Mark Bucher, the lawyer hastily hired by the board this month to represent the district, dismissed O'Connell's promise to keep close watch on Westminster. Bucher said Monday's decision not only vindicates the three trustees, but calls into question the state's gender definitions.
"Mr. O'Connell's decision proves that the three trustees were right from the beginning," Bucher said. "He can dance around it all he wants ... but our definition follows the letter of the law. He is inviting someone to challenge the state law, and I think someone will."
But education officials and antidiscrimination activists contend the law is solid.
The only question, they said, is whether Westminster will follow it.
"The bottom line is that the test will come when we see how the district handles a real-life case," said Jennifer Pizer, senior attorney for Lambda Legal, a national nonprofit legal advocacy group for gays, lesbians and transsexuals.
"What we've seen is a quibble about technical drafting ... but their intention is clear. They plan to deny protection from discrimination to a class of students."

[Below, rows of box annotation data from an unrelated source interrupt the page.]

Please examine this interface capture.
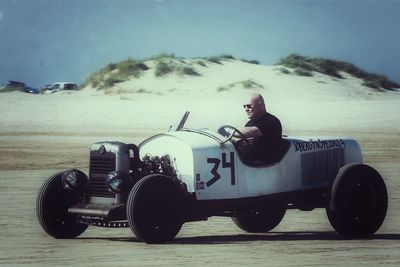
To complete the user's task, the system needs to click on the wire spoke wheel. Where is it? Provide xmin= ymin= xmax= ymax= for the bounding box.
xmin=126 ymin=175 xmax=183 ymax=243
xmin=326 ymin=164 xmax=388 ymax=238
xmin=36 ymin=172 xmax=88 ymax=238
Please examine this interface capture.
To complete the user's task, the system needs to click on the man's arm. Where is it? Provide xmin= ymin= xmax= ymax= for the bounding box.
xmin=235 ymin=126 xmax=263 ymax=138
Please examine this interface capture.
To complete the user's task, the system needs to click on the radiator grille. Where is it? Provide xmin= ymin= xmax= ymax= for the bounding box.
xmin=301 ymin=148 xmax=344 ymax=185
xmin=89 ymin=152 xmax=115 ymax=197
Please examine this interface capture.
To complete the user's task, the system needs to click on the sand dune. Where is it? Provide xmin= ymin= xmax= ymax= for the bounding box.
xmin=0 ymin=60 xmax=400 ymax=134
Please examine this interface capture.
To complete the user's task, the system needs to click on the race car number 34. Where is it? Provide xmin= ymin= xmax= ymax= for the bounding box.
xmin=206 ymin=152 xmax=235 ymax=187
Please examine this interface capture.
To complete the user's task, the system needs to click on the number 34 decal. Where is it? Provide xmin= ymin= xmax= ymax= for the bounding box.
xmin=206 ymin=152 xmax=235 ymax=187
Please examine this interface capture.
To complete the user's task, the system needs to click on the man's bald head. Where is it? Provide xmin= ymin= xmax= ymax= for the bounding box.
xmin=246 ymin=94 xmax=266 ymax=120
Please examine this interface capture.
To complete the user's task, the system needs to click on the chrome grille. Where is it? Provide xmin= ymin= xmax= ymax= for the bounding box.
xmin=301 ymin=148 xmax=344 ymax=185
xmin=89 ymin=151 xmax=115 ymax=197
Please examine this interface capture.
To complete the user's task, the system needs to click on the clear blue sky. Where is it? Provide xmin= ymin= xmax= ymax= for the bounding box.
xmin=0 ymin=0 xmax=400 ymax=87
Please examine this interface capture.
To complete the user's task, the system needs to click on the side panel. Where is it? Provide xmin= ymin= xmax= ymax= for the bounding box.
xmin=193 ymin=144 xmax=239 ymax=200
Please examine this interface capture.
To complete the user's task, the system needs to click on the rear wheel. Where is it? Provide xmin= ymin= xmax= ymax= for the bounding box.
xmin=36 ymin=172 xmax=88 ymax=238
xmin=126 ymin=175 xmax=183 ymax=243
xmin=326 ymin=164 xmax=388 ymax=238
xmin=232 ymin=206 xmax=286 ymax=233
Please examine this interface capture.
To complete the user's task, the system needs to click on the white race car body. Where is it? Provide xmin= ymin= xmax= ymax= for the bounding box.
xmin=139 ymin=129 xmax=362 ymax=200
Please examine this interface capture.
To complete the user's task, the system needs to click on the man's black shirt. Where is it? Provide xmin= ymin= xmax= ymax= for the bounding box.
xmin=245 ymin=112 xmax=282 ymax=160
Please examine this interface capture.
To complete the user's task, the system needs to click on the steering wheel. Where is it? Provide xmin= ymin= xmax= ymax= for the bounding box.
xmin=218 ymin=125 xmax=252 ymax=153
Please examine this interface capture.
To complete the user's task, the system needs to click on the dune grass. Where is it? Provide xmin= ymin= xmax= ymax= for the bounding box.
xmin=81 ymin=58 xmax=149 ymax=89
xmin=277 ymin=54 xmax=400 ymax=90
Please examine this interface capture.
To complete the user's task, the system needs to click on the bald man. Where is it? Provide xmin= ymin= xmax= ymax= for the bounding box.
xmin=240 ymin=94 xmax=282 ymax=160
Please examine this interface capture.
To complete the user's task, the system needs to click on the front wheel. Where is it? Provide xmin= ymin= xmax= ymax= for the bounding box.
xmin=126 ymin=174 xmax=183 ymax=243
xmin=326 ymin=164 xmax=388 ymax=238
xmin=232 ymin=206 xmax=286 ymax=233
xmin=36 ymin=172 xmax=88 ymax=238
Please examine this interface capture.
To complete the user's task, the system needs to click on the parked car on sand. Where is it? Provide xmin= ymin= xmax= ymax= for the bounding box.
xmin=46 ymin=82 xmax=78 ymax=93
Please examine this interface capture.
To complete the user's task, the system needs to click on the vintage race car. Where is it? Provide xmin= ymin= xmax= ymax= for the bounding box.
xmin=37 ymin=113 xmax=388 ymax=243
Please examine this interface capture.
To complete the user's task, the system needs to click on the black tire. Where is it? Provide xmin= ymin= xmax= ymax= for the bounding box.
xmin=232 ymin=205 xmax=286 ymax=233
xmin=326 ymin=164 xmax=388 ymax=238
xmin=126 ymin=174 xmax=183 ymax=243
xmin=36 ymin=172 xmax=88 ymax=239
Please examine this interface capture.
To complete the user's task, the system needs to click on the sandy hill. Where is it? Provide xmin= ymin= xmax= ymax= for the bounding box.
xmin=0 ymin=56 xmax=400 ymax=137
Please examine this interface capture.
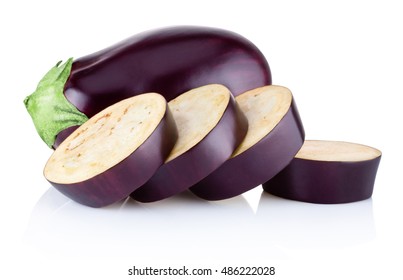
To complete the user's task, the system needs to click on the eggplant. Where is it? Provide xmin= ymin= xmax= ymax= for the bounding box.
xmin=131 ymin=84 xmax=248 ymax=202
xmin=263 ymin=140 xmax=382 ymax=204
xmin=24 ymin=26 xmax=271 ymax=148
xmin=44 ymin=93 xmax=178 ymax=207
xmin=190 ymin=85 xmax=305 ymax=200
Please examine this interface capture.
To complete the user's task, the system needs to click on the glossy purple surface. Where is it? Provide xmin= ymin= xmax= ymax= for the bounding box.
xmin=263 ymin=157 xmax=381 ymax=204
xmin=131 ymin=96 xmax=248 ymax=202
xmin=65 ymin=26 xmax=271 ymax=117
xmin=190 ymin=101 xmax=305 ymax=200
xmin=50 ymin=106 xmax=177 ymax=207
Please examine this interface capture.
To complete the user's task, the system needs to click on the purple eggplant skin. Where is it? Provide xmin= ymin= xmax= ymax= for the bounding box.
xmin=190 ymin=101 xmax=305 ymax=200
xmin=131 ymin=93 xmax=248 ymax=202
xmin=49 ymin=106 xmax=178 ymax=208
xmin=64 ymin=26 xmax=271 ymax=117
xmin=263 ymin=156 xmax=381 ymax=204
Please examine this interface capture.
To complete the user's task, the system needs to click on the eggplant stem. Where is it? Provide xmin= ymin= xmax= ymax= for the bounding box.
xmin=24 ymin=58 xmax=88 ymax=148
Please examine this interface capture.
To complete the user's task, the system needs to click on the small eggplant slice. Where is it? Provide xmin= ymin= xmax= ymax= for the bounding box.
xmin=44 ymin=93 xmax=177 ymax=207
xmin=190 ymin=86 xmax=305 ymax=200
xmin=263 ymin=140 xmax=381 ymax=204
xmin=131 ymin=84 xmax=248 ymax=202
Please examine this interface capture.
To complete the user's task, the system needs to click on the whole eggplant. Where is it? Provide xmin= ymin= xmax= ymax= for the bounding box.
xmin=24 ymin=26 xmax=271 ymax=147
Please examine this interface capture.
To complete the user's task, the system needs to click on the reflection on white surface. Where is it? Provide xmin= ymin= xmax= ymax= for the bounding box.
xmin=25 ymin=188 xmax=375 ymax=260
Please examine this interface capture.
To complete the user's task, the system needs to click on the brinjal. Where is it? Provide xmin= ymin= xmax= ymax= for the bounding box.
xmin=190 ymin=85 xmax=305 ymax=200
xmin=44 ymin=93 xmax=178 ymax=207
xmin=131 ymin=84 xmax=248 ymax=202
xmin=263 ymin=140 xmax=381 ymax=204
xmin=24 ymin=26 xmax=271 ymax=147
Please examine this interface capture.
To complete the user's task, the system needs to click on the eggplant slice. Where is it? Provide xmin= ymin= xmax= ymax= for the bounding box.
xmin=263 ymin=140 xmax=381 ymax=204
xmin=131 ymin=84 xmax=248 ymax=202
xmin=190 ymin=86 xmax=305 ymax=200
xmin=44 ymin=93 xmax=177 ymax=207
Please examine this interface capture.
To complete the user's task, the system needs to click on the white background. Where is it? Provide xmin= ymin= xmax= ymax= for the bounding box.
xmin=0 ymin=0 xmax=403 ymax=279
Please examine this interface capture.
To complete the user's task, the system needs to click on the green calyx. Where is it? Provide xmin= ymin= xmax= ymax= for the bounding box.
xmin=24 ymin=58 xmax=88 ymax=148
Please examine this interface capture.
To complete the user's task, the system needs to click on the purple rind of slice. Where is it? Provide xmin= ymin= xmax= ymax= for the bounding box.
xmin=131 ymin=84 xmax=248 ymax=202
xmin=263 ymin=140 xmax=381 ymax=204
xmin=44 ymin=93 xmax=177 ymax=207
xmin=190 ymin=85 xmax=305 ymax=200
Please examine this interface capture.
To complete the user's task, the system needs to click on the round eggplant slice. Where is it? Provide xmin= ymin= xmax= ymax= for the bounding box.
xmin=131 ymin=84 xmax=248 ymax=202
xmin=190 ymin=86 xmax=305 ymax=200
xmin=263 ymin=140 xmax=381 ymax=204
xmin=44 ymin=93 xmax=177 ymax=207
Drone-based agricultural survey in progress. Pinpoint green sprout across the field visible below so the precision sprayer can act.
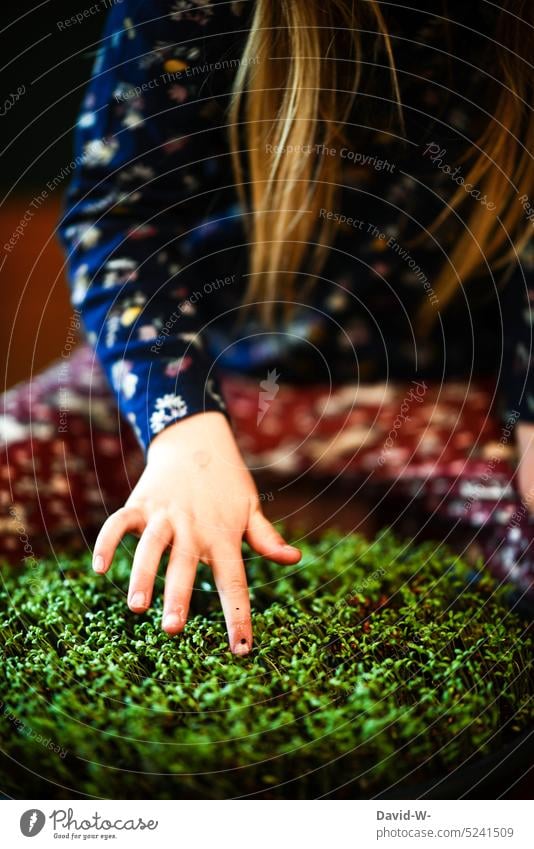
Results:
[0,531,534,799]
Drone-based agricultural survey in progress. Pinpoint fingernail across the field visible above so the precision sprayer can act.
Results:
[93,554,106,572]
[161,613,183,631]
[234,637,250,655]
[130,592,146,610]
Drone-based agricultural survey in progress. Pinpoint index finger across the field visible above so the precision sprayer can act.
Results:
[210,548,252,655]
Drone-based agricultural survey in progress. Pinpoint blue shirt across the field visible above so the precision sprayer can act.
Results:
[60,0,534,449]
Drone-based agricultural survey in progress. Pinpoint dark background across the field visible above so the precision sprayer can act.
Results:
[0,0,112,386]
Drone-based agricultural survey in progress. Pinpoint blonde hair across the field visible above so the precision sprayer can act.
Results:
[230,0,534,324]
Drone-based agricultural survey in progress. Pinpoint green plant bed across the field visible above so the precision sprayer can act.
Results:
[0,532,534,798]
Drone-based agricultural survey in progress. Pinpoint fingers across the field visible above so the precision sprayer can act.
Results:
[210,547,252,655]
[162,537,198,634]
[93,507,145,575]
[516,424,534,512]
[128,516,173,613]
[245,510,302,565]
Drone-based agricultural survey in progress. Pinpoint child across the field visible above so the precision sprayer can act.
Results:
[2,0,534,654]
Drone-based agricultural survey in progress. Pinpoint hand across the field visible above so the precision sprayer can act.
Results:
[93,412,301,654]
[516,424,534,512]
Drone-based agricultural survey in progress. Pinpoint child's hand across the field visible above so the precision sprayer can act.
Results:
[93,412,301,654]
[516,424,534,506]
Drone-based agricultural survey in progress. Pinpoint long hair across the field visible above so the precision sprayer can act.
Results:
[230,0,534,323]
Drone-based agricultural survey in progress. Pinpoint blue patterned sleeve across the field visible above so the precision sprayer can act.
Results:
[60,0,243,450]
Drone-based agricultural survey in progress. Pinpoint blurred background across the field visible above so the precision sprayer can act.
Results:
[0,0,111,388]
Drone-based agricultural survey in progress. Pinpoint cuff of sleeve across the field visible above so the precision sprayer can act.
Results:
[111,361,229,455]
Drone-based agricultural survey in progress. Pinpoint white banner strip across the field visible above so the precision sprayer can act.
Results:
[2,800,534,849]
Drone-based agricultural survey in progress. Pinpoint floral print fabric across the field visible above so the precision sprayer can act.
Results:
[61,0,534,449]
[0,347,534,598]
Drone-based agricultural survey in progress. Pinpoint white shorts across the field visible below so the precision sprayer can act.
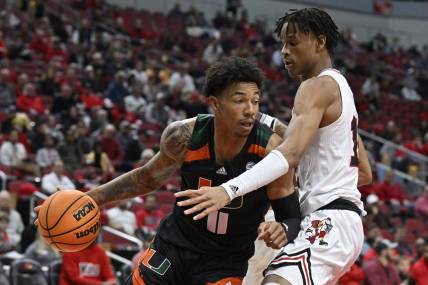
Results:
[266,210,364,285]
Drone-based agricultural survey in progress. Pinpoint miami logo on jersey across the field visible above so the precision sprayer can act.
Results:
[305,218,333,245]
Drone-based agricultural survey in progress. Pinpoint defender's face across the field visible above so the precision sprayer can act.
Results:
[280,23,317,77]
[213,82,261,136]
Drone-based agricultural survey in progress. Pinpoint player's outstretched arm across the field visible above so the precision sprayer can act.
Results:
[87,119,194,206]
[257,112,287,138]
[176,76,340,220]
[358,135,373,187]
[258,135,302,249]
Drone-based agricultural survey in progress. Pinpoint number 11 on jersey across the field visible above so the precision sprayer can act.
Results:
[198,177,229,235]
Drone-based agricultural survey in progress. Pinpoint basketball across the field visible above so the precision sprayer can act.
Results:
[38,190,101,252]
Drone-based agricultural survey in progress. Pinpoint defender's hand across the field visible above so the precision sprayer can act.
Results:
[175,186,230,220]
[257,222,288,249]
[33,206,42,226]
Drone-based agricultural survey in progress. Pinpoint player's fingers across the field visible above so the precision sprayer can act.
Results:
[193,205,217,221]
[184,197,212,215]
[270,224,285,240]
[257,222,266,240]
[271,233,286,249]
[177,194,207,207]
[174,189,201,197]
[33,206,42,214]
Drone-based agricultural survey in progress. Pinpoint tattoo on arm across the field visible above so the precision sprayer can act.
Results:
[88,119,192,206]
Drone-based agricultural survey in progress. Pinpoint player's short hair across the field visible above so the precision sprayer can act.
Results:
[204,56,265,97]
[275,8,340,54]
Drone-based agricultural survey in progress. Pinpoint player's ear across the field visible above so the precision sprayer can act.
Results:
[317,35,327,51]
[207,96,218,111]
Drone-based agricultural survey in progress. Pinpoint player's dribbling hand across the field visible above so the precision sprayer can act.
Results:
[33,206,42,226]
[175,186,230,220]
[257,222,288,249]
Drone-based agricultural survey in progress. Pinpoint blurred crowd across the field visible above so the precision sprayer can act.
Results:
[0,0,428,284]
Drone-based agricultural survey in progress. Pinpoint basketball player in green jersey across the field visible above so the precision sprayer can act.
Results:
[47,57,300,285]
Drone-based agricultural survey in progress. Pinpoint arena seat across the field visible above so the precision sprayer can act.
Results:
[48,260,62,285]
[9,258,48,285]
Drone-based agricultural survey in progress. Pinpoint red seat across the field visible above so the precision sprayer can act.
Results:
[160,204,174,215]
[406,219,426,236]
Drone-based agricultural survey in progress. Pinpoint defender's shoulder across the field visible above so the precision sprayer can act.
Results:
[266,133,283,154]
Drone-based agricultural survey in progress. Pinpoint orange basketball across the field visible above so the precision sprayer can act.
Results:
[38,190,101,252]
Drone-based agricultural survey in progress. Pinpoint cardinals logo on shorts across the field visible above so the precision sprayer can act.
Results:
[305,218,333,245]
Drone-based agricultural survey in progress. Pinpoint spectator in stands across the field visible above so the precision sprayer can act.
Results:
[202,38,223,65]
[361,223,382,262]
[71,18,93,48]
[0,68,16,111]
[16,83,45,115]
[59,242,118,285]
[42,160,76,195]
[100,124,123,164]
[24,233,60,266]
[123,129,147,163]
[135,148,155,167]
[0,31,8,59]
[363,240,400,285]
[401,78,421,101]
[365,194,392,229]
[85,141,114,175]
[39,64,61,98]
[125,81,147,114]
[107,201,137,235]
[36,135,59,169]
[106,70,130,106]
[0,190,24,246]
[58,125,83,171]
[410,237,428,285]
[397,257,411,285]
[0,211,14,255]
[52,83,77,114]
[0,130,40,177]
[374,0,392,15]
[169,63,195,94]
[136,193,164,231]
[145,92,171,127]
[116,120,135,151]
[131,59,149,87]
[415,186,428,217]
[394,227,413,257]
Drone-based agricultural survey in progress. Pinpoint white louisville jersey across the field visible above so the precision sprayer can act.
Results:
[297,69,363,216]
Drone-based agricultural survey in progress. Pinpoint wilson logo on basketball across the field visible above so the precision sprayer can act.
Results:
[73,202,95,221]
[75,223,100,238]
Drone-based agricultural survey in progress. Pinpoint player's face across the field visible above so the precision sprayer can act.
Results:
[280,23,317,76]
[214,82,260,136]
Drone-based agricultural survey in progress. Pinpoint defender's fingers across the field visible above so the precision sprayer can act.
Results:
[174,189,200,197]
[193,205,218,221]
[184,197,212,215]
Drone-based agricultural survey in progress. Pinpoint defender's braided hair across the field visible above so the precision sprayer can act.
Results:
[275,8,340,54]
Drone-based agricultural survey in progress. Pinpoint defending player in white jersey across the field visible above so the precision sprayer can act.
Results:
[177,8,372,285]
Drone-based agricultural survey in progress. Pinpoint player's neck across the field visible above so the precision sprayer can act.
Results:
[302,56,333,80]
[214,122,247,164]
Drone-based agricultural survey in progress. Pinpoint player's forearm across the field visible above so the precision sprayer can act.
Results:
[358,136,373,186]
[88,167,161,206]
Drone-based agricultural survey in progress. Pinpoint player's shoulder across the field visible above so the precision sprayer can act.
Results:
[266,133,283,153]
[299,75,338,93]
[160,117,197,159]
[295,76,340,106]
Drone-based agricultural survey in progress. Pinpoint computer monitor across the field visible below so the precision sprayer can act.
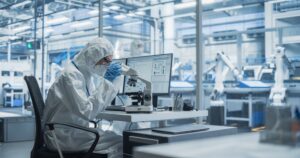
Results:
[124,54,173,96]
[113,58,126,94]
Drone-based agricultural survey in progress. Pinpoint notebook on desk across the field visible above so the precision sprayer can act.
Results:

Ahrens said the district would follow the law -- though she declined to say how the district would respond to a complaint by a transsexual or anyone else who believed they were discriminated against because they do not fulfill traditional gender roles.
"We're going to treat everyone decently," Ahrens said. "People are allowed to do whatever they want on their own time, but on the job, if you fall out of line, then that's a problem."